На скольких похоронах ей приходилось присутствовать – не перечесть! Коллеги, родня, знакомые. Одноклассники. Да, уже и из их класса ушло два человека. Она бывала на разных похоронах – богатых и бедных. Повидала и разные ритуальные принадлежности, от обычных и привычных до дорогущих, эксклюзивных, рассчитанных на очень крутых и богатых. Да и поминки случались разные – и в маленьких квартирках, и в дорогих ресторанах – как говорится, по статусу. По Сеньке и шапка. Хотя кому это надо? Понятно – родне. Статус было принято соблюдать и здесь, в месте скорбном.
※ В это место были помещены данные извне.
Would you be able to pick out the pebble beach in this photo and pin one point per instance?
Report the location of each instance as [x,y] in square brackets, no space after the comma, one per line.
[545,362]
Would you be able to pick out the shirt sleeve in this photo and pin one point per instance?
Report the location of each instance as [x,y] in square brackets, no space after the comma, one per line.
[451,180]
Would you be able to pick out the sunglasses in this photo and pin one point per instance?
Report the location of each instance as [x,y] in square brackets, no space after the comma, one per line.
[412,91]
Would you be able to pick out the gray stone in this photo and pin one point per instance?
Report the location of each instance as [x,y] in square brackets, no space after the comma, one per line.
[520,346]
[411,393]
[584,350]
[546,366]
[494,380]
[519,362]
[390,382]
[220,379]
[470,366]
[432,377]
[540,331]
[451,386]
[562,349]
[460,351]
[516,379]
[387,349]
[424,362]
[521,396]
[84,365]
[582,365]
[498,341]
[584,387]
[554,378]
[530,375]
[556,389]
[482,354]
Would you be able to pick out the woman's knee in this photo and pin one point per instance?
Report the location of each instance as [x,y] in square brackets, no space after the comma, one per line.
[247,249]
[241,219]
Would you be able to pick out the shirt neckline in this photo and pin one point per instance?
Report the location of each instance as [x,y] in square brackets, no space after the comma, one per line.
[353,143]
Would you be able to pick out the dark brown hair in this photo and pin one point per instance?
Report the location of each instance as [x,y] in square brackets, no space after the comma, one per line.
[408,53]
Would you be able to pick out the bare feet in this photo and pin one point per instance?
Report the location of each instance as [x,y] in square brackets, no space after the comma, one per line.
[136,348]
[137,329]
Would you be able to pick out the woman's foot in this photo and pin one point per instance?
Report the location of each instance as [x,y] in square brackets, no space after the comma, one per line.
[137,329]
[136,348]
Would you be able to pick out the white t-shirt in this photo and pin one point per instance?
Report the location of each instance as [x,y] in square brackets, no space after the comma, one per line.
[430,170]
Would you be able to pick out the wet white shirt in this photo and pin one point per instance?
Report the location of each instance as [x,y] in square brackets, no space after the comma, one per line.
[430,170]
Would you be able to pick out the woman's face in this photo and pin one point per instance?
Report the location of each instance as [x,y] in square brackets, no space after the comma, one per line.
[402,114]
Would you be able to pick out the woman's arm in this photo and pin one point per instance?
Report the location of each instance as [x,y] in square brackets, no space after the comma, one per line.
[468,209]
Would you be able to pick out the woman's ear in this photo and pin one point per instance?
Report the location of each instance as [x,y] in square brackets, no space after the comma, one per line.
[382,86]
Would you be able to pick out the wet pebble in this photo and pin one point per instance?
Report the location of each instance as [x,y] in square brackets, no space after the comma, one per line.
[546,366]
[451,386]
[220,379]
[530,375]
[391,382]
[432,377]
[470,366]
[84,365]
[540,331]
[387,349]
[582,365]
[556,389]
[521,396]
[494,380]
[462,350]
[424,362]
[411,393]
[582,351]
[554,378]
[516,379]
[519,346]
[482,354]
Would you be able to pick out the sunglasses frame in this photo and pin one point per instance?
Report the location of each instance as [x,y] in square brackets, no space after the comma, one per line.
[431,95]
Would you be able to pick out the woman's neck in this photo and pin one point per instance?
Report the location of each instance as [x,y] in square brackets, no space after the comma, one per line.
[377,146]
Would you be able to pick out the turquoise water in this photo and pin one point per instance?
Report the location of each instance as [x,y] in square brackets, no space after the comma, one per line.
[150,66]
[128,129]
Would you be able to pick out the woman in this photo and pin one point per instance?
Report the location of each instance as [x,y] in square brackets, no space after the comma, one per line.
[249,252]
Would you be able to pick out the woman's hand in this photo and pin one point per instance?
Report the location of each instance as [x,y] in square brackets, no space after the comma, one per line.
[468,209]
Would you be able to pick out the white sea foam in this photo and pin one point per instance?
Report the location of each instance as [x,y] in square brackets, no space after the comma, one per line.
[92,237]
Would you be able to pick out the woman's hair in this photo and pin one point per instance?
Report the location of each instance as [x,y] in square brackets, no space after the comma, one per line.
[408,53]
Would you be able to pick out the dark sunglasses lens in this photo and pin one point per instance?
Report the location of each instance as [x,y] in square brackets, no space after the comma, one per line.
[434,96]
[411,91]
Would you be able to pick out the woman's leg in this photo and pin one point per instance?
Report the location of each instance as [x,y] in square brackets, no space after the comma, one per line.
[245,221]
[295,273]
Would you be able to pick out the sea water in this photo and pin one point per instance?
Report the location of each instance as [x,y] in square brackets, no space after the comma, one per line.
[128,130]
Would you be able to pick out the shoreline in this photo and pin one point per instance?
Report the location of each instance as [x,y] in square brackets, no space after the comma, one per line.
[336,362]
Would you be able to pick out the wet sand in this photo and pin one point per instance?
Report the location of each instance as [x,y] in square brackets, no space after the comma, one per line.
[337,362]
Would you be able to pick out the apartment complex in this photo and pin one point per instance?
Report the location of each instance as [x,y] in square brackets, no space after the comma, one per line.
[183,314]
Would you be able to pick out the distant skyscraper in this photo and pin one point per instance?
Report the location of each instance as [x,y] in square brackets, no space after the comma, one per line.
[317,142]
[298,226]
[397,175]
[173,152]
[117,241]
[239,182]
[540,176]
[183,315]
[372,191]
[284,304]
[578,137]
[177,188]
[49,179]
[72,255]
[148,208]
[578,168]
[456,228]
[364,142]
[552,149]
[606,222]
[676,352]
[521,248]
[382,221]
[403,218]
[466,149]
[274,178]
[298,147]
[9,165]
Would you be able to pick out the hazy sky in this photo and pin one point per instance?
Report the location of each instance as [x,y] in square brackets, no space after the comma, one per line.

Но сейчас, в этой нищей поселковой больничке, почти за пятьсот верст от Москвы, в этой крошечной, убогой комнатушке местного морга в дешевом и пошлом гробу лежал ее отец. Ее папа, которого она когда-то очень любила. Нет, почему когда-то? Она любила его всегда. Просто с годами… Просто с годами перестала так остро, как в детстве, в нем нуждаться – и все! Собственно, как и все дети. А любовь ее не исчезла, никуда не делась. Просто отступила. Ну и обида осталась, увы. Взрослая девочка, а все туда же – обида.
Женщины, включая подружку Нину, приглушенно заголосили. Только Валентина, крепко сжав сухой, бледный, почти бесцветный рот, по-прежнему молчала. Глаза ее были безжизненными, пустыми. И смотрела она в глубь себя, в прошлую жизнь.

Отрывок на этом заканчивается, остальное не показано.